Malgré sa prévalence élevée, poser le bon diagnostic peut s’avérer difficile.
Premièrement, la stratégie optimale pour évaluer ces patients varie. En 2018, la British Society of Gastroenterology (BSG) a publié des lignes directrices mises à jour. Cependant, les directives sur la manière, le moment et la durée des investigations ne sont pas les mêmes pour tous les patients.
Deuxièmement, il existe un chevauchement significatif des symptômes entre la diarrhée organique et la diarrhée fonctionnelle , où un diagnostic est établi sur la base des symptômes et d’un examen physique négatif, selon les critères révisés de Rome IV de 2016. Ce chevauchement peut conduire à des investigations inappropriées, ou à l’inverse à un diagnostic retardé, où les patients sont étiquetés comme souffrant de diarrhée fonctionnelle ou de syndrome du côlon irritable à prédominance diarrhéique (SCI-D) sans investigation.

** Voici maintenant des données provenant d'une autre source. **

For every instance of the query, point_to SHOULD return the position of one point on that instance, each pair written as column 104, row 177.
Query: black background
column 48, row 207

Troisièmement, il existe un large éventail de causes possibles de diarrhée chronique qui doivent être prises en compte (tableau 1). Il peut être utile d’essayer de distinguer la diarrhée de malabsorption des causes inflammatoires et sécrétoires pour aider à cibler les investigations. En particulier en cas de malabsorption, il peut y avoir une stéatorrhée ou des selles volumineuses et nauséabondes.
Les lignes directrices du BSG fournissent des conseils plus détaillés sur l’investigation et la gestion de certaines conditions. Nous fournissons ci-dessous quelques conseils pour vous aider à orienter les investigations afin de poser le bon diagnostic.
Causes de la diarrhée chronique (Tableau 1)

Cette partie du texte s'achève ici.